I'm committed to the miraculous. I'm committed to who we really are - I
mean, to who we really are, like pure context, like
Life itself, like the possibility of possibility, like
we're
god
in our universe. As long as I can remember, I've known who I really
am. Waking up in the morning and just being alive is usually enough for
me. It makes me happy. It brings wonder. Not all people live this way.
It was many years before I, in my naïve innocence, realized why I,
being blind to that, was out of step with the general populace. Now,
having completed this for myself,
who I am
comes forth naturally into the world. I'm committed to your
commitment.
I don't always have what I want, but somehow I have what I need. I
dream about moving to Hawai'i, living on the beach and surfing every
day. I'm slightly frustrated that I'm not there right now.

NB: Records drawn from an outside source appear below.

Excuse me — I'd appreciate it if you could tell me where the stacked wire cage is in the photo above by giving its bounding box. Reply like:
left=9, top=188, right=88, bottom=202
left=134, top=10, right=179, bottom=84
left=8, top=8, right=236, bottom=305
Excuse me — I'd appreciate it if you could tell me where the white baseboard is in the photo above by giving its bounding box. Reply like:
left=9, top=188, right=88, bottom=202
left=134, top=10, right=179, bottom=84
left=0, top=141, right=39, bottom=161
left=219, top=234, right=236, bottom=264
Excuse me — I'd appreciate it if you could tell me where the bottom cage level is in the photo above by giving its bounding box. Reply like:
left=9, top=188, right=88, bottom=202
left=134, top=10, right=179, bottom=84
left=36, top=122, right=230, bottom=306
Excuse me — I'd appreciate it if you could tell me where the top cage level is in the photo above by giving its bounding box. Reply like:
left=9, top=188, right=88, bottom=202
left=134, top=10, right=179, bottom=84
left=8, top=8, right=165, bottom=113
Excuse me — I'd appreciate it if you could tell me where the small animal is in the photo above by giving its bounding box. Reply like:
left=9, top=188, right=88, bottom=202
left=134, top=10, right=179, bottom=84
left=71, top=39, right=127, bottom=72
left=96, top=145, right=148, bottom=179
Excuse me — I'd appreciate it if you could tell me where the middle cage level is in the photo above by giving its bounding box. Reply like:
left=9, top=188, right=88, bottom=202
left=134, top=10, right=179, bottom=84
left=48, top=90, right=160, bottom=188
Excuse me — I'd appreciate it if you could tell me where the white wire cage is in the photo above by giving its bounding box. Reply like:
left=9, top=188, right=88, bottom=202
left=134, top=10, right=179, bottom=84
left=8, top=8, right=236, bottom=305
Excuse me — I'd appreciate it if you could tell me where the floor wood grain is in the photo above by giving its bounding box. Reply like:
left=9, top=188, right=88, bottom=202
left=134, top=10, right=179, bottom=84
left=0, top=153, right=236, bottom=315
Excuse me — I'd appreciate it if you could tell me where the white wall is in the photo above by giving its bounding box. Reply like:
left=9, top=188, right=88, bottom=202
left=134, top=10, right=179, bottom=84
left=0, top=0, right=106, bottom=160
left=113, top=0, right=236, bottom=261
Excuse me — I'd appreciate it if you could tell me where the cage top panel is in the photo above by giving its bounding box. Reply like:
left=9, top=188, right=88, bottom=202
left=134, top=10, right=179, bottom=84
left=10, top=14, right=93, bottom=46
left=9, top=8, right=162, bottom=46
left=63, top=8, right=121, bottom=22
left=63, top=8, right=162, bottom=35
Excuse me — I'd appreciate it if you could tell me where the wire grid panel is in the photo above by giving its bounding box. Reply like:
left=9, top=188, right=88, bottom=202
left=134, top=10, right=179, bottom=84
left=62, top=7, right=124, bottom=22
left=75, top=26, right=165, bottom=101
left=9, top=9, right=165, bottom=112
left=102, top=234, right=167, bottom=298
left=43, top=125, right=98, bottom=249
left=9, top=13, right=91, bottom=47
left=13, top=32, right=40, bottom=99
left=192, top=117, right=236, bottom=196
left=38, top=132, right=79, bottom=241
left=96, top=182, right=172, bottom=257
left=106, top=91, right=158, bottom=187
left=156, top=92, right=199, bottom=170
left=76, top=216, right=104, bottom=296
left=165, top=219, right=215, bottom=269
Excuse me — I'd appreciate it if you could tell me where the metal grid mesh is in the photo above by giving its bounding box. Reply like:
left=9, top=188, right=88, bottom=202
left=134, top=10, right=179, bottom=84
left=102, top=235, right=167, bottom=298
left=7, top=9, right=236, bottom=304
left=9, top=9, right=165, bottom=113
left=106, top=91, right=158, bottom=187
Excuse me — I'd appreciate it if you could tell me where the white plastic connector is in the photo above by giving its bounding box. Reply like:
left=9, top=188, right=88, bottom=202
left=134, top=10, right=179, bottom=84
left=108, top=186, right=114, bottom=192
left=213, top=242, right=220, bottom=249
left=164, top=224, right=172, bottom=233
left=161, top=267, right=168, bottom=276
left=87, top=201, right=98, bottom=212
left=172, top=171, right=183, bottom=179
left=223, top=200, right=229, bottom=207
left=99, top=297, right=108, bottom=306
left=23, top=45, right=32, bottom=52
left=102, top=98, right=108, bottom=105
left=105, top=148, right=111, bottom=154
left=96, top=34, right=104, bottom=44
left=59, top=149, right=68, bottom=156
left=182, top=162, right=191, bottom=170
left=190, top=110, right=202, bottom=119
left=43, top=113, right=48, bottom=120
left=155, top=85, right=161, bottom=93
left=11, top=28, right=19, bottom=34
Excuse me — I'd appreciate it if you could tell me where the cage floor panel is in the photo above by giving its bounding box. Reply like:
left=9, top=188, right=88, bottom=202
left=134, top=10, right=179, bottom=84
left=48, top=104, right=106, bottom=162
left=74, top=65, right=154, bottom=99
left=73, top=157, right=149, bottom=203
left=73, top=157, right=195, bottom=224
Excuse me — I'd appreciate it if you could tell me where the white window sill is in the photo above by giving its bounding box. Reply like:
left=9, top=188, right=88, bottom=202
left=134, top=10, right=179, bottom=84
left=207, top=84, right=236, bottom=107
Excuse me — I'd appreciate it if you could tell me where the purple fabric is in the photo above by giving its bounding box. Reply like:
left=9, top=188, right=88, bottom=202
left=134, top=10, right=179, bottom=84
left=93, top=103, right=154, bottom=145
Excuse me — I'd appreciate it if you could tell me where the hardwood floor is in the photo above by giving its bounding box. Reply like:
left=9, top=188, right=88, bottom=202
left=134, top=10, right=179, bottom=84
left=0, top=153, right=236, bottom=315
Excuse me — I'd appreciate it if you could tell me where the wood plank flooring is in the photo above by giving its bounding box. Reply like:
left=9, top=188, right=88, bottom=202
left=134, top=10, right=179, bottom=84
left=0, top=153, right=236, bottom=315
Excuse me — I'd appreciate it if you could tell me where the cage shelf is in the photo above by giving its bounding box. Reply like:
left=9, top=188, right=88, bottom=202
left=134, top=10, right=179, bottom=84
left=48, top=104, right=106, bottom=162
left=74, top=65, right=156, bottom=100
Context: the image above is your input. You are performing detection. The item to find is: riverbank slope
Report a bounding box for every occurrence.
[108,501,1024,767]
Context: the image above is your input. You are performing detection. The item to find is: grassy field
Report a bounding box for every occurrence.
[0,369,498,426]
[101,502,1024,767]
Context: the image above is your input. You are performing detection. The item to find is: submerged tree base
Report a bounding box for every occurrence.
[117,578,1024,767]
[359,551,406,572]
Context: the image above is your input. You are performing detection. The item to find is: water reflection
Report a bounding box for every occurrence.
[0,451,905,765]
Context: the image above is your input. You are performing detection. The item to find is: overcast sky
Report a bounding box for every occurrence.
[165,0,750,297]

I live inside a self-generated paradigm which allows everything
including inconsistencies to be the way it is and the way it isn't. If
I notice something is inconsistent, I examine its source and I put in
corrections. Being inconsistent isn't wrong. But arguably, noticing
inconsistencies and not putting in corrections, is playing
small.
I notice I'm attached to looking good in whatever I do. I justify it by
saying it's a good advertisement for transformation. Lately I've come
to realize that the best advertisement for transformation, is having
the courage to share
who I am
and what's happening in
my lifeexactly as it occurs regardless of whether it looks good,
or not. Whatever is going on, is just
what's so.
Interestingly enough,
what's so
is closer to the miraculous than any opinion that this doesn't look
good, could
ever be.
Occasionally I don't live what I stand for. I ascribe that to being
human. I'm not particularly interested in continuing doing what I'm
doing when I'm not living what I stand for. Like being inconsistent,
not always living what I stand for isn't wrong either. But when I
notice I'm not living what I stand for, I put in corrections. I
communicate apologies if they're what's needed. I regard 'fessing up to
my errors, to be the act of a big person - not to mention
essential if life is to move on.
It's clear to me if I don't invent new possibilities, nothing
extraordinary will happen, and I'll continue to live my
same old same
old
ordinary life, just getting by (I'm good at coping). I'm
committed to creating the future by looking at what's not working, then
inventing new possibilities for myself and
my life.
When I do that, extraordinary things happen. I'm committed to inventing
the possibility of communication, transformation, and freedom, and I'm
committed to sharing it in a way that's easily available to everyone.
The world provides ample evidence of what things look like when there's
not enough of that available ie when there's too little of it.
Once in a while I like an ice cold beer. Perhaps I don't read enough.
I eat healthily but I'm no gourmet chef. I procrastinate. I like
listening to the radio in my car. Sometimes I forget to floss.